With regards to the latest claims about the Russian plant, serious fallout could occur between major world powers if Kaspersky’s claim is correct and the disconnected nuclear system there really was infected by the Stuxnet worm.

“If the claim of the Russian nuclear plant infection is true, then it’s easy to imagine how this ‘collateral damage’ could have turned into a very serious incident indeed, with obvious diplomatic repercussions,” Cluley added.

After Kaspersky’s remarks began to circulate like wildfire on the Web, his company issued a press release reiterating the size and scope of Stuxnet, based on what scientists have already managed to learn.

“According to data from the Kaspersky Security Network, by the end of September 2010, more than 100,000 computer systems in approximately 30,000 organizations around the world were infected by Stuxnet,” the company confirmed.

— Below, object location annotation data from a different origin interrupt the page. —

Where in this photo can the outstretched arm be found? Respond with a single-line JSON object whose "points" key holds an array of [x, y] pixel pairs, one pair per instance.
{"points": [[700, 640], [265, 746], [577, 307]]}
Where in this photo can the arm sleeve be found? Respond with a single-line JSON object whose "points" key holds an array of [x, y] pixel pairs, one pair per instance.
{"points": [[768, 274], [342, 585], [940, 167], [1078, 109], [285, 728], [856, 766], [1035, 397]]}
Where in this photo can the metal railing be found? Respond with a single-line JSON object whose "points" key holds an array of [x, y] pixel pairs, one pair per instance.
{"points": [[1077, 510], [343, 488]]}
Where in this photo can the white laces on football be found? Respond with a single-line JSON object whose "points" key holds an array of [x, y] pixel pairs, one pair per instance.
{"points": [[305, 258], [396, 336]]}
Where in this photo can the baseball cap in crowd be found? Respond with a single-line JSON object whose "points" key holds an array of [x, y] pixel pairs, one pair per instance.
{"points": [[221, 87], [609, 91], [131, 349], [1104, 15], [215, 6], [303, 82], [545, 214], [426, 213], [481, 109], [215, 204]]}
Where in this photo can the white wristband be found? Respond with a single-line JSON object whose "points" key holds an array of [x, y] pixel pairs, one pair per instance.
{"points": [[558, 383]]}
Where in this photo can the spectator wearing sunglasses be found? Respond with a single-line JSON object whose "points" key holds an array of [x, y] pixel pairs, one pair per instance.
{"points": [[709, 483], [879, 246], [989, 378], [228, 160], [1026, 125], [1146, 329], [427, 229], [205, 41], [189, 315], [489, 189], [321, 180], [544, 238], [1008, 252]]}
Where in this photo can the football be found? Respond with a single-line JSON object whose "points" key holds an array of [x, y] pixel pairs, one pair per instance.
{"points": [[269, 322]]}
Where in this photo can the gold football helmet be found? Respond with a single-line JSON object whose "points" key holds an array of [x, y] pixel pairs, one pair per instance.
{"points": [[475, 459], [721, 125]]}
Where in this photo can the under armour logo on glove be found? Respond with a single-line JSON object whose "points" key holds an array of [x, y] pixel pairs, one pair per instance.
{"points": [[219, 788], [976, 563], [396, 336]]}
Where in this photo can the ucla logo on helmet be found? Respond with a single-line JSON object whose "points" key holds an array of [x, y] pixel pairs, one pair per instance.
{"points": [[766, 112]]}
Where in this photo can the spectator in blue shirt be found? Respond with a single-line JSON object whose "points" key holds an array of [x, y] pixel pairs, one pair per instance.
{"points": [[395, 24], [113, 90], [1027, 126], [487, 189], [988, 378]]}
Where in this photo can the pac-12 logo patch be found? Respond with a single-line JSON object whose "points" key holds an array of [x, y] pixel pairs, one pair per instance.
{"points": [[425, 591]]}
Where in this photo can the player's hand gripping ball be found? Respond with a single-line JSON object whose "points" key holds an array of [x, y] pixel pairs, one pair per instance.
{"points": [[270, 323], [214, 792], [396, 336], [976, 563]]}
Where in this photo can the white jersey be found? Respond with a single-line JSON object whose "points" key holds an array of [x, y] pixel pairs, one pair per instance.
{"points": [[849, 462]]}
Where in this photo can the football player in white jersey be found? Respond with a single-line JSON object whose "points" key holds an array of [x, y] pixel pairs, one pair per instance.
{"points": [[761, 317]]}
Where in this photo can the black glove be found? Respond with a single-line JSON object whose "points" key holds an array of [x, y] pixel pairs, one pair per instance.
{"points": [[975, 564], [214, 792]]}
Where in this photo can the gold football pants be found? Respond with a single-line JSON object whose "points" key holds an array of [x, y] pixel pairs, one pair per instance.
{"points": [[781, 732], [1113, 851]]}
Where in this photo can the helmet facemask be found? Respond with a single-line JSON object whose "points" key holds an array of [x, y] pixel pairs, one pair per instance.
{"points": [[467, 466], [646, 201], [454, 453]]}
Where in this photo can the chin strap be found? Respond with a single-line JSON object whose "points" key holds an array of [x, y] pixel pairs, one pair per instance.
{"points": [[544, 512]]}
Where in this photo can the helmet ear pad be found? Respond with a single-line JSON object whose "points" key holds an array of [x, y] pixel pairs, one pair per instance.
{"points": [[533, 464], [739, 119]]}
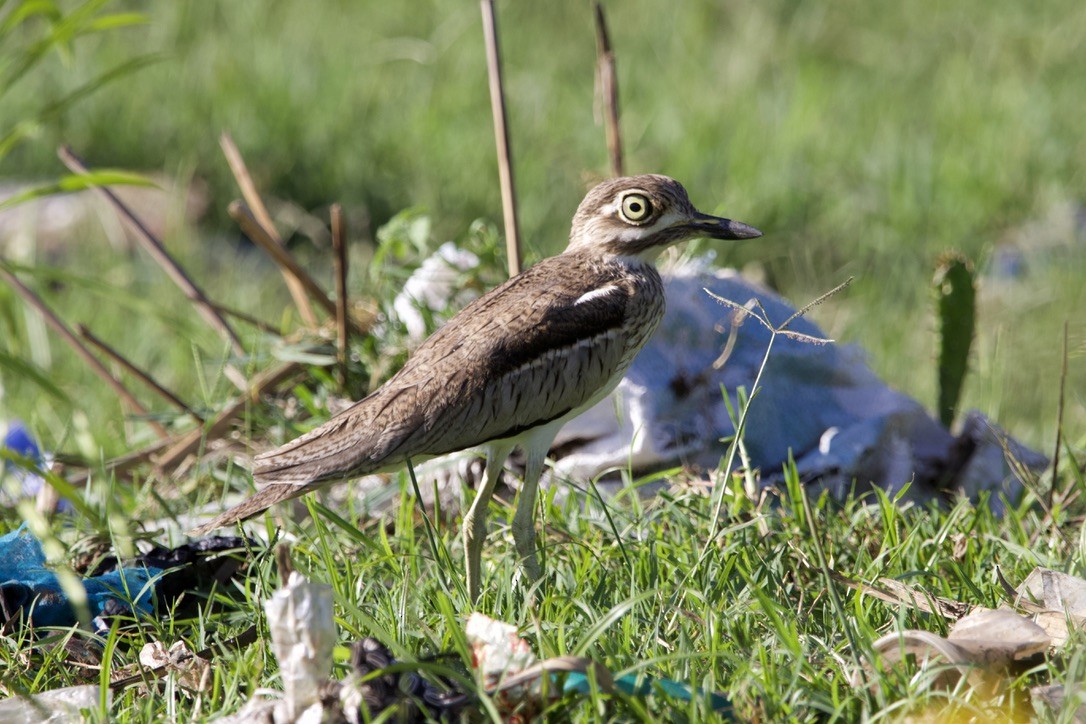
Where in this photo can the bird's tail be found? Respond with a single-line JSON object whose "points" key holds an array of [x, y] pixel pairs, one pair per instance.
{"points": [[259, 503]]}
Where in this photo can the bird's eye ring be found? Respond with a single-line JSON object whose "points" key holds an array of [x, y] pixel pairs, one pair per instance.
{"points": [[635, 208]]}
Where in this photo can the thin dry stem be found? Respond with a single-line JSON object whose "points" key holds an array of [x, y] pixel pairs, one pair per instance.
{"points": [[80, 348], [159, 253], [263, 238], [340, 267], [1059, 421], [249, 319], [502, 137], [137, 372], [294, 283], [191, 441], [608, 90]]}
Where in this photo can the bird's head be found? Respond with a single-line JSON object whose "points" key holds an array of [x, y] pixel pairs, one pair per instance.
{"points": [[639, 216]]}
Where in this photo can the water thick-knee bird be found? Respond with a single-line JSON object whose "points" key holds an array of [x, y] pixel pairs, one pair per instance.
{"points": [[513, 366]]}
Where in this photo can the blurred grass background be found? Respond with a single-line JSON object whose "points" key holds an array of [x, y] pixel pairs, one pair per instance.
{"points": [[864, 139]]}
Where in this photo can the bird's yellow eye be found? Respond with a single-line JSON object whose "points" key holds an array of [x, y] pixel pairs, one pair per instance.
{"points": [[635, 208]]}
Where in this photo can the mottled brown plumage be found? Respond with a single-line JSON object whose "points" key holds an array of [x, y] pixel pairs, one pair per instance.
{"points": [[513, 366]]}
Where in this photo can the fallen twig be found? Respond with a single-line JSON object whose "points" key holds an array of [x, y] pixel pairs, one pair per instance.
{"points": [[137, 372], [608, 91], [249, 319], [340, 267], [294, 282], [80, 348], [502, 137], [216, 428], [263, 238], [159, 253]]}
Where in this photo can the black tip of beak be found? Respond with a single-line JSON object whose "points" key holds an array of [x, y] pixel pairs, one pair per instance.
{"points": [[724, 228]]}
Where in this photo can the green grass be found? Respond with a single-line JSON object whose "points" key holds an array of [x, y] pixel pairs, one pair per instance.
{"points": [[752, 619], [864, 140]]}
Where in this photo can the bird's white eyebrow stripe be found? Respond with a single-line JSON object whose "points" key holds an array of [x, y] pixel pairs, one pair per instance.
{"points": [[595, 294]]}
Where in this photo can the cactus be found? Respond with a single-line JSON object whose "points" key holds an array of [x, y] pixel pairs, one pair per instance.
{"points": [[955, 289]]}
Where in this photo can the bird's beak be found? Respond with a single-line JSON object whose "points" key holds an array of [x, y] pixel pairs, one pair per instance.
{"points": [[721, 228]]}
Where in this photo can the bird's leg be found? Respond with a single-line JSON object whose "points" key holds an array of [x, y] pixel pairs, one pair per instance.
{"points": [[523, 520], [475, 521]]}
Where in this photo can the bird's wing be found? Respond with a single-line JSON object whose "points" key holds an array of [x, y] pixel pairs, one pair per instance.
{"points": [[528, 352]]}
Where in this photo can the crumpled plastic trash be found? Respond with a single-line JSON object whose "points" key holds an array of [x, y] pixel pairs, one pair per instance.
{"points": [[30, 591], [432, 288], [514, 676], [986, 648], [820, 403], [164, 576], [60, 706], [302, 625], [17, 440]]}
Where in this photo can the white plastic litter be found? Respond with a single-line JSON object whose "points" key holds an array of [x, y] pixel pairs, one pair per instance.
{"points": [[819, 402], [303, 634], [55, 706]]}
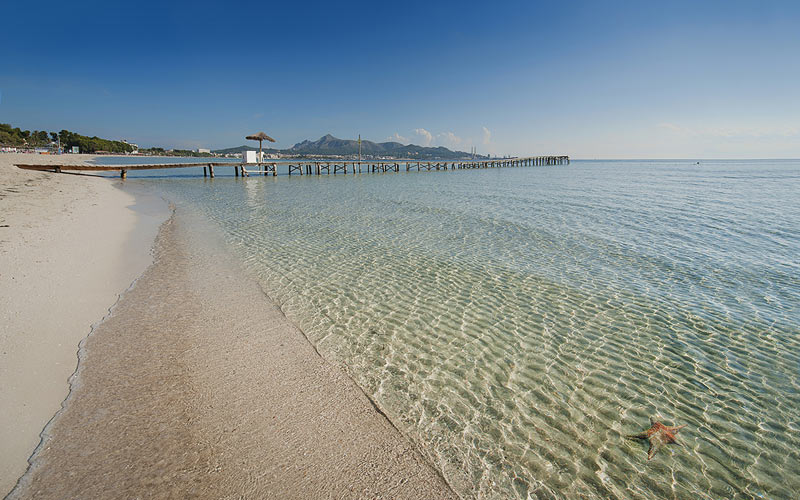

As Kaspersky told the crowd in Australia, though, these computer worms — estimated to cost tens of millions of dollars to manufacture — are indeed quite capable of coming back and infecting entities it never intended to impact.

“Everything you do is a boomerang. It will get back to you,” he said.

According to Kaspersky, companies need to take necessary steps to protect themselves from hackers, whom he estimates to be behind millions of attacks every day. And even if attacks against critical infrastructure components are limited, he cautioned that no target is was too large to be subject to a cyber-attack.

“The space guys from time-to-time are coming with USBs, which are infected,” Kaspersky said. “ I’m not kidding. I was talking to Russian space guys and they said, ‘yeah, from time-to-time there are viruses on the space station.”

“So these computer networks are everywhere around,” he said, “and unfortunately they are not safe by design.”

However, major Russian nuclear authority Rosatom has denied allegations that its plant was ever affected by the Stuxnet worm.